Times past and passing.

            Boats (more boats), battles and backwaters figure again this month, together with a bit of escapism, in Anglia Afloat.

            On the WW1 centenary, there are minesweepers – or trawlers which trawled mines, the science being new and as yet without specialist kit. Working in pairs, they dragged a cable which theoretically severed a mine’s mooring and brought it to the surface where it could be detonated by small arms fire, sort of like clay pigeon shooting with bigger bangs. Trouble all too often was that a trawler – a necessarily deep-hulled boat for good sea-keeping and storage – actually hit a mine with terminal consequences.

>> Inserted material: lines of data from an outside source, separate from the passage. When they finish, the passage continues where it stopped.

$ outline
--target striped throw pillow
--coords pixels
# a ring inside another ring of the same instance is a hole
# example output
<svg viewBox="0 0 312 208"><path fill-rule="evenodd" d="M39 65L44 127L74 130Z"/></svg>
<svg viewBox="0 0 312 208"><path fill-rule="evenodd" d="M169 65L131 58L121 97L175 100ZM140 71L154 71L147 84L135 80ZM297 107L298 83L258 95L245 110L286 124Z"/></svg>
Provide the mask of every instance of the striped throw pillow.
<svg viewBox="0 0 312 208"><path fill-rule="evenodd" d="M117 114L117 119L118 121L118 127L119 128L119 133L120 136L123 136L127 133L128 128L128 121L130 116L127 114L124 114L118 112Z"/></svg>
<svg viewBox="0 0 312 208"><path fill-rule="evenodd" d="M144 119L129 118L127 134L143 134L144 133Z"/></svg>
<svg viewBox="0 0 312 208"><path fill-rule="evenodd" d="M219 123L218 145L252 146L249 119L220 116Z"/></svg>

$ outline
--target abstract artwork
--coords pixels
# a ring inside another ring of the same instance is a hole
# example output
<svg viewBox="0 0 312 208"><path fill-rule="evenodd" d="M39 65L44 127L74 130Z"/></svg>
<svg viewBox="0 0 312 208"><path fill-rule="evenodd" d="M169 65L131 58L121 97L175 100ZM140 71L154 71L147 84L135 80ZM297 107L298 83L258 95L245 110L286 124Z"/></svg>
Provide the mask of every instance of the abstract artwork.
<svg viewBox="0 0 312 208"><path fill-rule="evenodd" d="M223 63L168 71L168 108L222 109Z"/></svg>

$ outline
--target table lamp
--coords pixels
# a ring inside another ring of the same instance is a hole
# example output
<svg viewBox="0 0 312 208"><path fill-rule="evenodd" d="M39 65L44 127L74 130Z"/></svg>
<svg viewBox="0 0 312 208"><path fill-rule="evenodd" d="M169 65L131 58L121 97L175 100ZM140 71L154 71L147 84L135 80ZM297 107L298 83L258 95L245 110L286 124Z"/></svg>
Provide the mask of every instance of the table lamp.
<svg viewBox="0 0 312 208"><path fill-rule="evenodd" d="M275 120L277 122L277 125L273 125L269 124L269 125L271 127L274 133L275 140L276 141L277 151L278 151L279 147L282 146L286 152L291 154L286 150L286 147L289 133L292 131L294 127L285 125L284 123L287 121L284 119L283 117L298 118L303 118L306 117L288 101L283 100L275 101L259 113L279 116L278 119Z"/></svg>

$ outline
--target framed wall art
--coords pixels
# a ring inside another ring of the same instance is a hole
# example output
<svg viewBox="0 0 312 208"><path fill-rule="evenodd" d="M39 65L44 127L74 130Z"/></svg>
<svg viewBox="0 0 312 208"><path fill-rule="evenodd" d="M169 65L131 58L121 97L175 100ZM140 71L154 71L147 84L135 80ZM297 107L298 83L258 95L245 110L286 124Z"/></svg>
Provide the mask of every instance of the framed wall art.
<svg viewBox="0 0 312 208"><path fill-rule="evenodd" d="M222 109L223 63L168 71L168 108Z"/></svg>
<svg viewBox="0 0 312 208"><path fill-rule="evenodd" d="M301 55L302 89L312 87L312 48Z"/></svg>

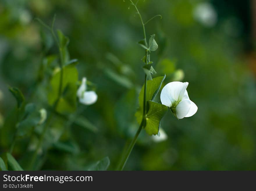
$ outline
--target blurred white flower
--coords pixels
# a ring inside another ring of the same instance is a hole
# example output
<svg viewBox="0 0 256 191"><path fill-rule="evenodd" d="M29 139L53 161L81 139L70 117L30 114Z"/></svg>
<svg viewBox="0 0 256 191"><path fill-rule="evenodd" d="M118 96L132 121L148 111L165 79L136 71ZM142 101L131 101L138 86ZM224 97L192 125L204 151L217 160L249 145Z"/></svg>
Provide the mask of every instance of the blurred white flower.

            Smaller but equally, if not more, vulnerable were the drifters which tended the submarine nets, a not overly successful strategy to trap or at least detect submarines. Many east coast drifters were sent to the Mediterranean on such work where a concerted attack by Austrian warships on the Otranto Strait net barrage found them to be sitting targets, and likewise the trawlers sent to sweep mines in the Dardanelles under the Turkish guns.

            In more peaceable times, like now – on the home front, anyway – there is the story of Manatee, a narrow boat and her owner, Carolyn Ross, and crew of Yorkshire terriers, Bertie and Georgie, who are setting off around the national canal system after a year or so of refining the live-aboard science. That’s one thing about the UK’s industrial heritage:  you can get to much of the country by boat, slowly, and things look different from the water.

            Meanwhile, for landlubbers, there is a piece in Suffolk/Norfolk Life on Staverton Thicks, a fragment of ancient woodland in Suffolk where gnarled oaks dating back four hundred years or more give a sort of perspective on man’s fleeting individual tenure, making you feel young or ephemeral, depending on your glass half full/empty outlook.